Para Oliveira, no entanto, o modelo atual dos Centros nem sempre tem a profundidade necessária para de fato ajudar. “O tratamento aberto não funciona. O cara escuta uma palestra e volta para a rua. A comunidade terapêutica é onde ele se afasta do vício, mesmo que não queira. Precisa de tempo, apoio e contenção”, defende.
Ele relata que o vício em drogas e álcool é uma das principais causas que levam as pessoas às ruas, e também um dos maiores obstáculos para sair delas. Por isso, acredita que o cuidado psicossocial precisa ir além do atendimento pontual, oferecendo espaços de acolhimento prolongado, com estrutura, abordagem terapêutica contínua e, acima de tudo, humanidade. “Eles precisam de amor e de um lugar seguro. Escutar é importante, mas só escutar não resolve. A rua destrói a saúde mental, e o que mais falta é acompanhamento real”, completa.
Papel dos órgãos governamentais
Em nota, a Secretaria de Saúde do Distrito Federal destacou que os CAPS desempenham papel central na atenção à saúde mental dessa população. De 2017 a 2024, foram realizados mais de 1,5 milhão de atendimentos — um crescimento de 155% no período. Apesar disso, não há dados específicos sobre atendimentos voltados exclusivamente à população em situação de rua, mas o aumento expressivo na demanda geral por serviços de saúde mental evidencia a necessidade de ampliar o acesso e a cobertura desses atendimentos.

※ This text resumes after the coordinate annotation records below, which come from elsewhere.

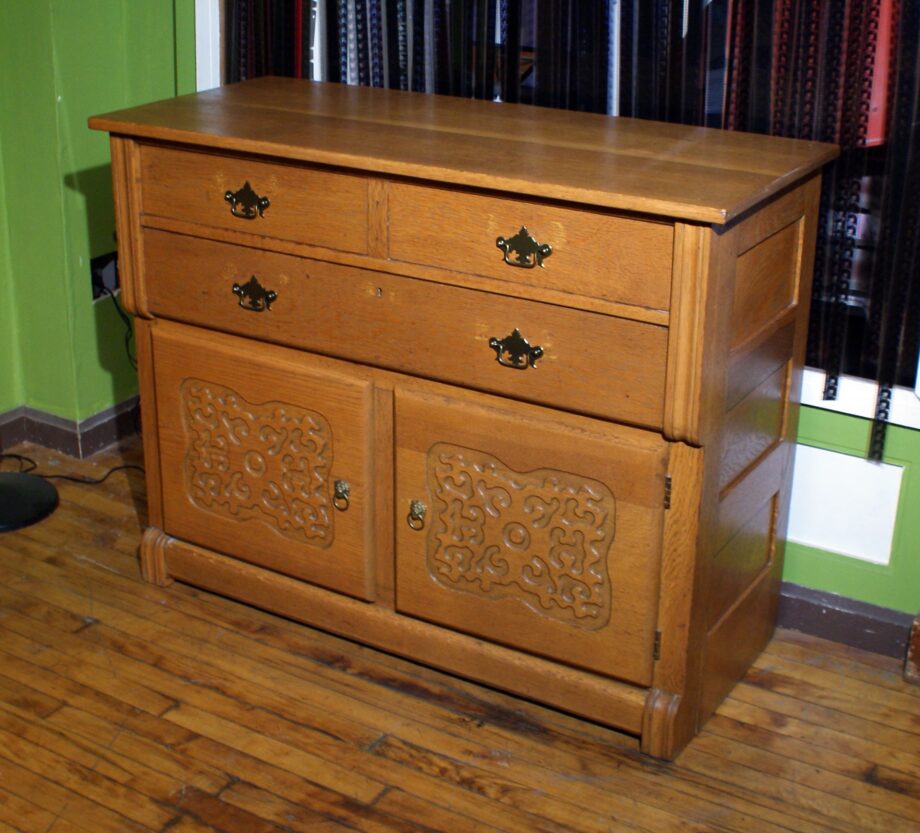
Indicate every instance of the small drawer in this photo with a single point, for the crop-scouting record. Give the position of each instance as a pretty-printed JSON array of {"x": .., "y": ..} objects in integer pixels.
[
  {"x": 589, "y": 253},
  {"x": 288, "y": 202},
  {"x": 577, "y": 360}
]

O atendimento nos CAPS é baseado em planos personalizados, construídos a partir das histórias e necessidades individuais. Isso fortalece a autoestima e a autonomia dos pacientes. No entanto, as equipes enfrentam diversos desafios: desde a desconfiança no sistema — muitas vezes fruto de traumas anteriores — até a instabilidade da vida nas ruas, que dificulta o acompanhamento contínuo. Soma-se a isso a escassez de recursos, limitações estruturais e até o preconceito institucional.

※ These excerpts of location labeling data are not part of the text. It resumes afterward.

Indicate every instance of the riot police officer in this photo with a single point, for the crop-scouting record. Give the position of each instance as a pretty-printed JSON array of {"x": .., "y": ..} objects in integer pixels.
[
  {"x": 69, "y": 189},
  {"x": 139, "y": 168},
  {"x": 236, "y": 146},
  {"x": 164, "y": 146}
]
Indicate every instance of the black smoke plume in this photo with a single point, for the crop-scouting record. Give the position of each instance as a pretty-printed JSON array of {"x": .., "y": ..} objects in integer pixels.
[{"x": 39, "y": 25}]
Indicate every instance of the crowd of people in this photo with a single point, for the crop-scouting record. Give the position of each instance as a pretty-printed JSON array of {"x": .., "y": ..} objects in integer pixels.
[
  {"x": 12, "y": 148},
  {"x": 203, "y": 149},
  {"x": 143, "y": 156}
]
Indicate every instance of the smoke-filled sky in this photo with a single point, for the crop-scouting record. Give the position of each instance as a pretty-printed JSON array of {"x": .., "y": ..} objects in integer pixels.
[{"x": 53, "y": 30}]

A Secretaria de Desenvolvimento Social destaca que o Distrito Federal foi pioneiro na criação do Plano Distrital para a População em Situação de Rua, que integra ações de diversos órgãos com o objetivo de oferecer acolhimento, acesso a benefícios e encaminhamentos nos locais de maior concentração dessa população. O plano contempla áreas como geração de emprego e renda, acesso à justiça, saúde e programas de habitação para pessoas de baixa renda, entre outras.
Segundo o DF Legal, de 2020 até agora, foram realizadas 214 operações, visitando 783 locais e abordando 1.260 pessoas — das quais apenas 22 aceitaram acolhimento. O número revela a urgência de políticas mais sensíveis, que considerem a escuta como ponto de partida.
Outras iniciativas em curso incluem:
- Decreto que reserva 15 cargos em órgãos de Direitos Humanos para pessoas em situação de rua;
- Ampliação de até 2 mil vagas de acolhimento, incluindo abrigos noturnos inéditos no DF;
- Expansão do programa Consultório na Rua, com mais de 70 profissionais atuando de forma itinerante em todo o território;
- Lançamento do Plano de Ação para a Efetivação da Política Distrital para a População em Situação de Rua, focado na ampliação da rede de atendimento e qualificação do acolhimento.